Use clean planting material when establishing new hop yards since both mildew species are readily spread via nursery stock. Consider purchasing a few plants from prospective nurseries and have them tested for diseases including mildews and virusesbefore committing to a large numbers of plants. Additionally, any other signs of poor handling at the propagator level may be used as an indicator of plant quality. Other signs of poor handling include mite or aphid infestations, spray damage or poor root development, and would be grounds for rejecting a delivery of plants.

Scouting

Scouting for downy and powdery mildew involves monitoring the crop for signs and symptoms of disease to evaluate the efficacy of the control program being utilized. Downy and powdery mildew management begins as soon as plants emerge; do not wait until you see disease to start fungicide applications or cultural practices. Keep records of your scouting, including maps of fields, a record of sampling and disease pressure, and the control measures utilized. Being scouting as soon as plants begin to grow and continue until the crop is dormant.

Section your farm off into manageable portions based on location, size and variety and scout these areas separately. It is more practical to deal with blocks that are of the same variety, age and spacing. Walk diagonally across the yard and along an edge row to ensure you view plants from both the edge and inner portion of the block. Change the path you walk each time you scout to inspect new areas. Reexamine hotpots where you have historically encountered high mildew pressure. Weekly scouting is recommended at a minimum. Refer to the seasonal pest occurrence guide for more information.

Hop powdery mildew

Powdery mildew, caused by the fungus Podosphaera macularis, is an emerging disease in Michigan that has serious implications for growers. Powdery mildew was confirmed in Michigan in 2014 and has been a concern on greenhouse and nursery plants for years. It was rarely an issue in the field until 2017 when mild spring conditions and likely introduction of the pathogen from greenhouse plants resulted in significant powdery mildew disease on mature plants in hopyards without a history of disease.

Disease cycle

Powdery mildew overwinters as fungal threads inside buds and in association with plant debris infected during the previous season. Shoots emerging from infected buds can be covered with spore masses, appearing white, stunted and with distorted leaves. These “flag shoots” are rare, and healthy shoots quickly outgrow infected shoots, making detection difficult. The spore masses on flag shoots spread to adjacent healthy tissue causing new infections.

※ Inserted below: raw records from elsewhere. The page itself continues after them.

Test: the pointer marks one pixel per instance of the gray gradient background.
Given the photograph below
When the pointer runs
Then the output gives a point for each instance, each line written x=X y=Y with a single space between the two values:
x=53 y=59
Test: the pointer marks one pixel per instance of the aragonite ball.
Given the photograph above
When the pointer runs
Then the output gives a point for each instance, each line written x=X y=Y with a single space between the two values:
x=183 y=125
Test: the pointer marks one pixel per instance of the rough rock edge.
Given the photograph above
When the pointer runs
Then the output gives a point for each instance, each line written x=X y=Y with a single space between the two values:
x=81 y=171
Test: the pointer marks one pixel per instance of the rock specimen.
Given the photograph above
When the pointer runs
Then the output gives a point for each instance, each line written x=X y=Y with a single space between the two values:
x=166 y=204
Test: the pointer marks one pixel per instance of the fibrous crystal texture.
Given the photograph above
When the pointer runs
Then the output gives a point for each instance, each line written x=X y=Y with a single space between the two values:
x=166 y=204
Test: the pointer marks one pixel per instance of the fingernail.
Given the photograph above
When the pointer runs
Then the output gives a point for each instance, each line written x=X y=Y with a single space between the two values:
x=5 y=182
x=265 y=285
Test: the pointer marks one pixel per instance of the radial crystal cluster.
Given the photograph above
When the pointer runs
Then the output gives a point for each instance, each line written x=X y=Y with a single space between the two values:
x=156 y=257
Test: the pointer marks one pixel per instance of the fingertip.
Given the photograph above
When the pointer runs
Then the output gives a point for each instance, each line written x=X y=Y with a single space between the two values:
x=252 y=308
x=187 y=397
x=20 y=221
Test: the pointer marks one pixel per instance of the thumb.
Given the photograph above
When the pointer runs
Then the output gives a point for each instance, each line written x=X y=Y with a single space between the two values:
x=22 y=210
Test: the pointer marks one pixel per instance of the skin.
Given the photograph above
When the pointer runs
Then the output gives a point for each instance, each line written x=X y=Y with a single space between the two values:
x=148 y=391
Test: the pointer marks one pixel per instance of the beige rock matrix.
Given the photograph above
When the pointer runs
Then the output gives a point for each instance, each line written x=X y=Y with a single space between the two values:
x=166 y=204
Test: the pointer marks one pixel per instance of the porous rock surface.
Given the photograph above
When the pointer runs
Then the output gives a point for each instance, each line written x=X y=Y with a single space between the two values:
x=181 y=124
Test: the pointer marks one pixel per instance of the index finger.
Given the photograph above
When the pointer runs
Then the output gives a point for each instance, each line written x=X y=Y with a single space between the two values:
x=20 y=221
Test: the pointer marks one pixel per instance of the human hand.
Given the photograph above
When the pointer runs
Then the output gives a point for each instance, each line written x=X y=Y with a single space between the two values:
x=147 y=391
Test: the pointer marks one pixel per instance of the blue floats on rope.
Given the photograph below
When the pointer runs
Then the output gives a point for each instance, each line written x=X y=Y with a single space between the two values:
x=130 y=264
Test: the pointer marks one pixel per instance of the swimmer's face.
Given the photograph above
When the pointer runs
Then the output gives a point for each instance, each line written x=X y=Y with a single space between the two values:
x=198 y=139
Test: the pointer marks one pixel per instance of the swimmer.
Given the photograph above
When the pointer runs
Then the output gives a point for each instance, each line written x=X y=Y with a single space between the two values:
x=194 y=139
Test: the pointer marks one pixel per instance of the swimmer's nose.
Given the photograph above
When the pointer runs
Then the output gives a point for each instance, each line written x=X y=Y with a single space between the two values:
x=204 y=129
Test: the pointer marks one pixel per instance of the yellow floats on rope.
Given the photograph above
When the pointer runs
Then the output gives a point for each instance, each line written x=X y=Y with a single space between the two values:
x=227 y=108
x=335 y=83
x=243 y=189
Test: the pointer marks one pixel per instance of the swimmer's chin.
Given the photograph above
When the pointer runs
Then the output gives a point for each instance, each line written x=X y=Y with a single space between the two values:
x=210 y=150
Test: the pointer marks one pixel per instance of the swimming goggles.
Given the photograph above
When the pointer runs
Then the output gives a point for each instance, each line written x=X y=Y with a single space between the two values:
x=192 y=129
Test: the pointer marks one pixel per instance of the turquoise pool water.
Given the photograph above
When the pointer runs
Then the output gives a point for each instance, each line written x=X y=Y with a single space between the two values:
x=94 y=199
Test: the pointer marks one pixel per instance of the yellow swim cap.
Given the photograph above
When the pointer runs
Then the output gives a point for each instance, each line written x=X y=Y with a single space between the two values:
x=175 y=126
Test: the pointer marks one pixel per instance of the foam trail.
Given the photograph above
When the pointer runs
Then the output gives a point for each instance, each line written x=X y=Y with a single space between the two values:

Sexual spores (ascospores) may also be present in spring. Ascospores are discharged and land on newly emerged shoots where they germinate, infect the plant and eventually produce a new spore mass of asexual spores (conidia). Conidia are produced in large numbers over multiple cycles and are dispersed via wind, rain splash, insects, tractors, equipment and humans.

The life cycle of Podosphaera macularis, the causal agent of hop powdery mildew. Prepared by V. Brewster, Field Guide for Integrated Pest Management in Hops, Third Edition.

Conditions that favor powdery mildew include low light levels resulting from cloud cover, canopy density, excessive fertility and high soil moisture. Leaf wetness from dew or rain does not directly impact powdery mildew infection, but results from high humidity and cloud cover, which favors disease. Temperatures from 46 to 82 degrees Fahrenheit allow powdery mildew to develop, but disease is favored by temperatures of 64 to 70 F; disease risk decreases when temperatures consistently exceed 86 F for 6 hours or more.

Powdery mildew symptoms

Powdery mildew resulting from bud infection appears in the spring on white, stunted shoots called flag shoots. As leaf tissue expands, lesions first appear as raised blisters on leaves, which quickly develop into white, round colonies. Infected burrs and cones can also support white fungus or may exhibit a reddish discoloration if infected later in development. Burrs and young cones are very susceptible to infection, which can lead to cone distortion, substantial yield reduction, diminished alpha-acids content, color defects, premature ripening, off-aromas and complete crop loss.

Hard to spot white flag shoot emerging in spring with powdery mildew. Photo by David Gent, USDA ARS.

Cones become somewhat less susceptible to powdery mildew with maturity, although they never become fully immune to the disease. Infection during the later stages of cone development can lead to browning and hastened maturity. Alpha-acids typically are not influenced greatly by late-season infections, but yield can be reduced by 20 percent or more due to shattering of overly dry cones during harvest resulting from accelerated maturity.

Late-season powdery mildew can be easily confused with other diseases such as Alternaria cone disorder, gray mold or spider mite damage. Several weak pathogens and secondary organisms can be found on cones infected by powdery mildew; limiting powdery mildew reduces these secondary organisms.

Powdery mildew on leaves, causing raised lesions and white fungal colonies to be visible. Photo by Erin Lizotte, MSU Extension.

Managing powdery mildew

Limiting powdery mildew is best approached by integrating resistant varieties, sourcing clean planting material, following crop sanitation practices, limiting early-season disease establishment, optimizing fertilization and irrigation, and well-timed fungicide applications. While you may not be able to select resistant varieties because of market factors, some resistant varieties are available.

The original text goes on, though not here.